/kernel-method-challenge

Kernel Method to classify biological sequences.

Primary LanguagePython

Kernel Method Challenge

Kaggle challenge on DNA sequence classification for the MVA Msc Kernel Methods for Machine Learning Course.

Kernels

Classes extending from kernels.Kernel.

Methods to override

  • apply(self, embed1, embed2) given two embedding vectors, returns K(embed1, embed2).
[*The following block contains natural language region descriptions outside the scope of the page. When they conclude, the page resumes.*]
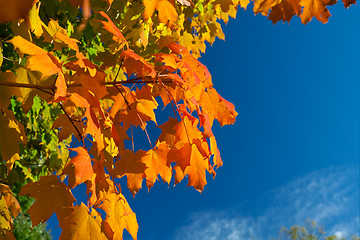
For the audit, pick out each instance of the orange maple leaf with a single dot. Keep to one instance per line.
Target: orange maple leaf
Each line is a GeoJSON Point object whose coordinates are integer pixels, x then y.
{"type": "Point", "coordinates": [50, 196]}
{"type": "Point", "coordinates": [315, 8]}
{"type": "Point", "coordinates": [80, 223]}
{"type": "Point", "coordinates": [14, 9]}
{"type": "Point", "coordinates": [157, 164]}
{"type": "Point", "coordinates": [119, 216]}
{"type": "Point", "coordinates": [134, 64]}
{"type": "Point", "coordinates": [166, 9]}
{"type": "Point", "coordinates": [43, 62]}
{"type": "Point", "coordinates": [190, 161]}
{"type": "Point", "coordinates": [217, 107]}
{"type": "Point", "coordinates": [79, 169]}
{"type": "Point", "coordinates": [11, 202]}
{"type": "Point", "coordinates": [131, 166]}
{"type": "Point", "coordinates": [285, 10]}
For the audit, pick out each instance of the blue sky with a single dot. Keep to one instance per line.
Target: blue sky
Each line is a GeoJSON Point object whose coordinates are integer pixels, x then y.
{"type": "Point", "coordinates": [293, 152]}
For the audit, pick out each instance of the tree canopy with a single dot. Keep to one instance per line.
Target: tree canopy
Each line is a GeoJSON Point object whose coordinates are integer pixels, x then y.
{"type": "Point", "coordinates": [77, 79]}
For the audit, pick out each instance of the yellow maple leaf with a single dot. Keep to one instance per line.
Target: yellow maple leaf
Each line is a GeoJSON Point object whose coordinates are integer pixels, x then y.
{"type": "Point", "coordinates": [48, 187]}
{"type": "Point", "coordinates": [166, 9]}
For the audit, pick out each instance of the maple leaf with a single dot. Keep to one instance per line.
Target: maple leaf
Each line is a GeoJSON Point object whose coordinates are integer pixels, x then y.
{"type": "Point", "coordinates": [119, 216]}
{"type": "Point", "coordinates": [315, 8]}
{"type": "Point", "coordinates": [190, 161]}
{"type": "Point", "coordinates": [14, 132]}
{"type": "Point", "coordinates": [166, 9]}
{"type": "Point", "coordinates": [89, 102]}
{"type": "Point", "coordinates": [15, 9]}
{"type": "Point", "coordinates": [43, 62]}
{"type": "Point", "coordinates": [157, 164]}
{"type": "Point", "coordinates": [6, 223]}
{"type": "Point", "coordinates": [80, 223]}
{"type": "Point", "coordinates": [263, 6]}
{"type": "Point", "coordinates": [197, 169]}
{"type": "Point", "coordinates": [135, 64]}
{"type": "Point", "coordinates": [285, 10]}
{"type": "Point", "coordinates": [11, 202]}
{"type": "Point", "coordinates": [79, 169]}
{"type": "Point", "coordinates": [347, 3]}
{"type": "Point", "coordinates": [48, 187]}
{"type": "Point", "coordinates": [217, 107]}
{"type": "Point", "coordinates": [131, 166]}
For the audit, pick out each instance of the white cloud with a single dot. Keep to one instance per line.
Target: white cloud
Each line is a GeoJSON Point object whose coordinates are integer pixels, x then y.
{"type": "Point", "coordinates": [329, 196]}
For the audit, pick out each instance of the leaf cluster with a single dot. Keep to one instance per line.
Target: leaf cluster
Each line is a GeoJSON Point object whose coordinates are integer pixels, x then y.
{"type": "Point", "coordinates": [94, 72]}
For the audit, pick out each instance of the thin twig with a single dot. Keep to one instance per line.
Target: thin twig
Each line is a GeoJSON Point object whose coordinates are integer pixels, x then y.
{"type": "Point", "coordinates": [77, 130]}
{"type": "Point", "coordinates": [132, 138]}
{"type": "Point", "coordinates": [114, 83]}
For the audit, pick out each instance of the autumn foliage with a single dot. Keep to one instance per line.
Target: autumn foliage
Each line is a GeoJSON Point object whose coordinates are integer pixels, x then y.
{"type": "Point", "coordinates": [105, 69]}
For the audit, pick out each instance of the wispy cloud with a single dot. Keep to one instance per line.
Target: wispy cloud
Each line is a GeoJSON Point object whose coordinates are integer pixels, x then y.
{"type": "Point", "coordinates": [329, 196]}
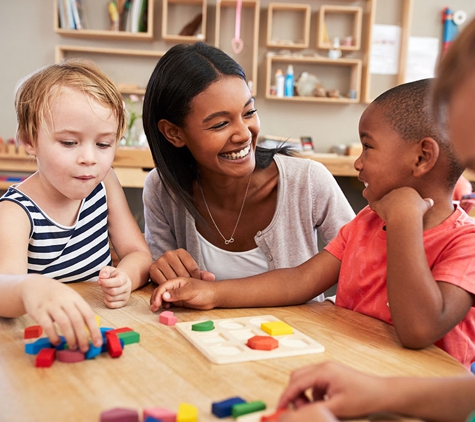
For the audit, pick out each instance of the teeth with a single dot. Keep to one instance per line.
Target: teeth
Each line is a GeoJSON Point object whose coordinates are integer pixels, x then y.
{"type": "Point", "coordinates": [237, 155]}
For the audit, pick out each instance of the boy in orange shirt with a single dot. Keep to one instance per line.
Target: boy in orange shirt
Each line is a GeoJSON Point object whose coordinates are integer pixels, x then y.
{"type": "Point", "coordinates": [406, 259]}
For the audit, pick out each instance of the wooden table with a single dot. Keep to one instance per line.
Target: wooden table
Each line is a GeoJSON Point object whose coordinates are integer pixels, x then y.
{"type": "Point", "coordinates": [164, 369]}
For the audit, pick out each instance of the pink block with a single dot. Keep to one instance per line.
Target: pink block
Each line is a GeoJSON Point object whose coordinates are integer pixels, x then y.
{"type": "Point", "coordinates": [45, 358]}
{"type": "Point", "coordinates": [160, 413]}
{"type": "Point", "coordinates": [34, 331]}
{"type": "Point", "coordinates": [120, 414]}
{"type": "Point", "coordinates": [70, 356]}
{"type": "Point", "coordinates": [167, 318]}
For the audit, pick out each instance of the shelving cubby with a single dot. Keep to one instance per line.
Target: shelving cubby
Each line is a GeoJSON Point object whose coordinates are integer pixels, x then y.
{"type": "Point", "coordinates": [98, 23]}
{"type": "Point", "coordinates": [339, 22]}
{"type": "Point", "coordinates": [288, 25]}
{"type": "Point", "coordinates": [225, 32]}
{"type": "Point", "coordinates": [184, 21]}
{"type": "Point", "coordinates": [343, 74]}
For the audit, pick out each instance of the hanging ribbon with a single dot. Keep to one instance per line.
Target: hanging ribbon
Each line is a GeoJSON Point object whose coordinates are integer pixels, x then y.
{"type": "Point", "coordinates": [237, 43]}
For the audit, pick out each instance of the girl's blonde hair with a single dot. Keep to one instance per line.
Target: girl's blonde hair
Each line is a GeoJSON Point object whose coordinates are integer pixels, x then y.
{"type": "Point", "coordinates": [35, 93]}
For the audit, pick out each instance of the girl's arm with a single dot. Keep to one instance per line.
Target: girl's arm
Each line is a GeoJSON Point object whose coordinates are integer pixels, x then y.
{"type": "Point", "coordinates": [282, 287]}
{"type": "Point", "coordinates": [125, 235]}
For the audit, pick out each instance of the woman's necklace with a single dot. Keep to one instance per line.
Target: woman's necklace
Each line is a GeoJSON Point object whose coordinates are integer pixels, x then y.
{"type": "Point", "coordinates": [231, 239]}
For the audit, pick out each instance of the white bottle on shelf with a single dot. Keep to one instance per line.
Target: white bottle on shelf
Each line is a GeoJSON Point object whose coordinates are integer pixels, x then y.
{"type": "Point", "coordinates": [279, 83]}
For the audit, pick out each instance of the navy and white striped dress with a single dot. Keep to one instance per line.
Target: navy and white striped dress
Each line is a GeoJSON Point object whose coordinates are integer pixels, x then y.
{"type": "Point", "coordinates": [67, 254]}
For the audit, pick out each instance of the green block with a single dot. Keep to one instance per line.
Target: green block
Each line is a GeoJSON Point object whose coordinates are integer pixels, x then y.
{"type": "Point", "coordinates": [245, 408]}
{"type": "Point", "coordinates": [129, 337]}
{"type": "Point", "coordinates": [203, 326]}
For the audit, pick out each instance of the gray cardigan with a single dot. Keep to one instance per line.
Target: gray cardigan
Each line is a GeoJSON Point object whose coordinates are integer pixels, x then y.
{"type": "Point", "coordinates": [309, 202]}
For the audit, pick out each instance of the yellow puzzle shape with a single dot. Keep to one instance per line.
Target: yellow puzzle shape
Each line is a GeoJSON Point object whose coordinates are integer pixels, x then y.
{"type": "Point", "coordinates": [277, 328]}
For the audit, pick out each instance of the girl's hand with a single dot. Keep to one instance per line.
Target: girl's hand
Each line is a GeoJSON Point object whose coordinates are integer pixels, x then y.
{"type": "Point", "coordinates": [55, 305]}
{"type": "Point", "coordinates": [116, 286]}
{"type": "Point", "coordinates": [177, 263]}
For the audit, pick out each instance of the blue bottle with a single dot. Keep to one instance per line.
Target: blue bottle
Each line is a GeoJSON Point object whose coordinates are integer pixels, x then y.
{"type": "Point", "coordinates": [289, 82]}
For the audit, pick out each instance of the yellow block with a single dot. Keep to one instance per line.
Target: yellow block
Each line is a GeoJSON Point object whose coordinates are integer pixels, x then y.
{"type": "Point", "coordinates": [187, 413]}
{"type": "Point", "coordinates": [277, 328]}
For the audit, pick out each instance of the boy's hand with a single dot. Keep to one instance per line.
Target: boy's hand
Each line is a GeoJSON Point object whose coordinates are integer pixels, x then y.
{"type": "Point", "coordinates": [177, 263]}
{"type": "Point", "coordinates": [50, 302]}
{"type": "Point", "coordinates": [400, 202]}
{"type": "Point", "coordinates": [116, 286]}
{"type": "Point", "coordinates": [185, 292]}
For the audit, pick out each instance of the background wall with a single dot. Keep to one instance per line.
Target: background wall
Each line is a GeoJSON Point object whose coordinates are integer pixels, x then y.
{"type": "Point", "coordinates": [28, 42]}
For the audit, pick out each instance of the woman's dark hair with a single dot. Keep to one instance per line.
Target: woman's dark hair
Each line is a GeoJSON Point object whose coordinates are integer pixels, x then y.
{"type": "Point", "coordinates": [179, 76]}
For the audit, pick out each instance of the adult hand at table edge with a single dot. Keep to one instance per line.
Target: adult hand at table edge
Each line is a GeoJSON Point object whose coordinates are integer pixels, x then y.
{"type": "Point", "coordinates": [183, 292]}
{"type": "Point", "coordinates": [344, 391]}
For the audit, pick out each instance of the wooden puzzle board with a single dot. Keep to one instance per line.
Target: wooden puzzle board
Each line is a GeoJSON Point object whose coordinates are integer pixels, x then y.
{"type": "Point", "coordinates": [226, 343]}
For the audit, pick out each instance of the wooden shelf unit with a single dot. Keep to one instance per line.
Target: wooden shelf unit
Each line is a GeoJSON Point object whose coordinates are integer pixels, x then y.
{"type": "Point", "coordinates": [198, 5]}
{"type": "Point", "coordinates": [105, 33]}
{"type": "Point", "coordinates": [324, 41]}
{"type": "Point", "coordinates": [250, 16]}
{"type": "Point", "coordinates": [301, 22]}
{"type": "Point", "coordinates": [353, 66]}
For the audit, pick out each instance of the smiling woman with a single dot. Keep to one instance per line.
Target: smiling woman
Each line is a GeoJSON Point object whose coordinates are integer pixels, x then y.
{"type": "Point", "coordinates": [218, 205]}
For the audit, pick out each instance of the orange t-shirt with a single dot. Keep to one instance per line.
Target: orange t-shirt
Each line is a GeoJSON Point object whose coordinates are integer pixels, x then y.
{"type": "Point", "coordinates": [450, 250]}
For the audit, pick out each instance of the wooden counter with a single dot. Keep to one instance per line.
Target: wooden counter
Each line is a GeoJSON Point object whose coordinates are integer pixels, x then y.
{"type": "Point", "coordinates": [164, 369]}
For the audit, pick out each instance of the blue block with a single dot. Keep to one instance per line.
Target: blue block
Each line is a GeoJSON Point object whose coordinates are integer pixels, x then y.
{"type": "Point", "coordinates": [223, 409]}
{"type": "Point", "coordinates": [93, 351]}
{"type": "Point", "coordinates": [41, 343]}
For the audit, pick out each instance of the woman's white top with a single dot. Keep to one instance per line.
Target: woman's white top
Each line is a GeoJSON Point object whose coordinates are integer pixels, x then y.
{"type": "Point", "coordinates": [225, 264]}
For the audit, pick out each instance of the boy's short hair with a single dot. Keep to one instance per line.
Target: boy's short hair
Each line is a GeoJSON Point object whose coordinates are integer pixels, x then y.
{"type": "Point", "coordinates": [35, 93]}
{"type": "Point", "coordinates": [456, 65]}
{"type": "Point", "coordinates": [407, 108]}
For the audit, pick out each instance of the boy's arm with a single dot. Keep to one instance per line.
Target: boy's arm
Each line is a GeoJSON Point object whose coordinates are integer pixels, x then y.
{"type": "Point", "coordinates": [288, 286]}
{"type": "Point", "coordinates": [125, 235]}
{"type": "Point", "coordinates": [422, 309]}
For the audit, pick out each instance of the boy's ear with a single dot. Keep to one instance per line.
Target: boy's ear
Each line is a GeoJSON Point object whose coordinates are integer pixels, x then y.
{"type": "Point", "coordinates": [428, 154]}
{"type": "Point", "coordinates": [171, 132]}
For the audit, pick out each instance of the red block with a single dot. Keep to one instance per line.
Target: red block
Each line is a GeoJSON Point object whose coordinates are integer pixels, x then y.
{"type": "Point", "coordinates": [113, 345]}
{"type": "Point", "coordinates": [263, 343]}
{"type": "Point", "coordinates": [34, 331]}
{"type": "Point", "coordinates": [45, 358]}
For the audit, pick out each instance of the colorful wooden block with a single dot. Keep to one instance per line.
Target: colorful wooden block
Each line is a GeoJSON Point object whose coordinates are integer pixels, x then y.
{"type": "Point", "coordinates": [129, 337]}
{"type": "Point", "coordinates": [35, 347]}
{"type": "Point", "coordinates": [262, 343]}
{"type": "Point", "coordinates": [187, 413]}
{"type": "Point", "coordinates": [167, 318]}
{"type": "Point", "coordinates": [34, 331]}
{"type": "Point", "coordinates": [245, 408]}
{"type": "Point", "coordinates": [203, 326]}
{"type": "Point", "coordinates": [113, 346]}
{"type": "Point", "coordinates": [70, 356]}
{"type": "Point", "coordinates": [120, 414]}
{"type": "Point", "coordinates": [159, 413]}
{"type": "Point", "coordinates": [223, 409]}
{"type": "Point", "coordinates": [45, 358]}
{"type": "Point", "coordinates": [93, 351]}
{"type": "Point", "coordinates": [273, 417]}
{"type": "Point", "coordinates": [277, 328]}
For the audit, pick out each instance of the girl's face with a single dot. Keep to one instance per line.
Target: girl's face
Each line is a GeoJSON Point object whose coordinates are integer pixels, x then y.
{"type": "Point", "coordinates": [461, 117]}
{"type": "Point", "coordinates": [385, 162]}
{"type": "Point", "coordinates": [222, 127]}
{"type": "Point", "coordinates": [75, 147]}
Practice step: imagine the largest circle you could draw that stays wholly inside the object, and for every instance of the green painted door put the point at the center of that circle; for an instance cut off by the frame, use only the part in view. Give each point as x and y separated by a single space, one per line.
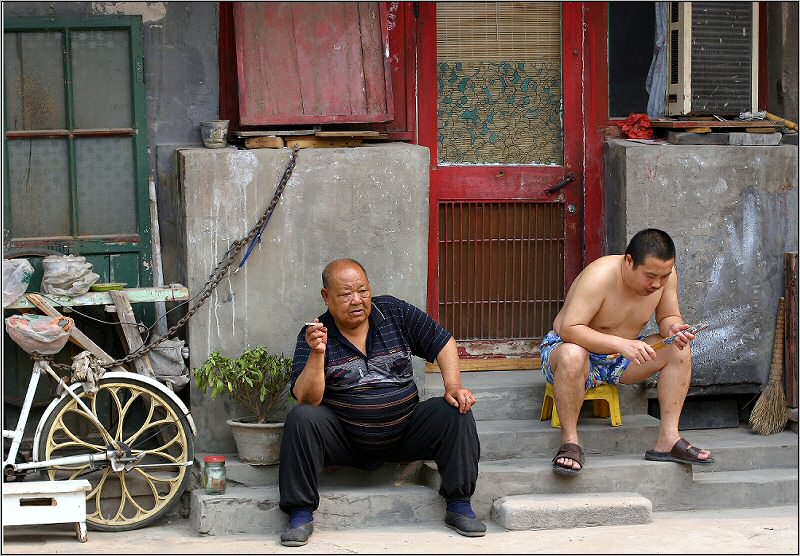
75 148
By default, use a liner kernel (i.e. inner product).
  • embed(self, sequences) takes a list of string sequence and returns a list of embedded vectors.

Classifiers

Classes extending from classifiers.Classifier.

Methods to override

  • fit(self, X, Y) and computes and sets self.alpha which represents the parameters of the classifier so that $f(x) = \sum_i \alpha_i K(x_i, x)$. Must also set self.training_data = X at the beginning for the predict method.

Config

The file config/default.yaml is loaded, then all other files in the config folder are loaded in alphabetical order, overriding (or adding) new values.

defautl.yaml is an example file and is the only versionned file. To start, create a new file with personal values.

kernels

Config of the different kernels. kernel can be among :

onehot

Simple onehot where one letter is represented as a 4-dim onehot vector.

No args.

spectrum

Spectrum of the sequence, inspired from slide 55 of http://members.cbio.mines-paristech.fr/~jvert/talks/060727mlss/mlss.pdf.

Args :

  • length : Length of the words to do the spectrum on.

classifiers

Config of the classifiers Among :

svm

Args :

  • C : C-svm.

logistic-regression

Args:

  • lambda: regularization constant.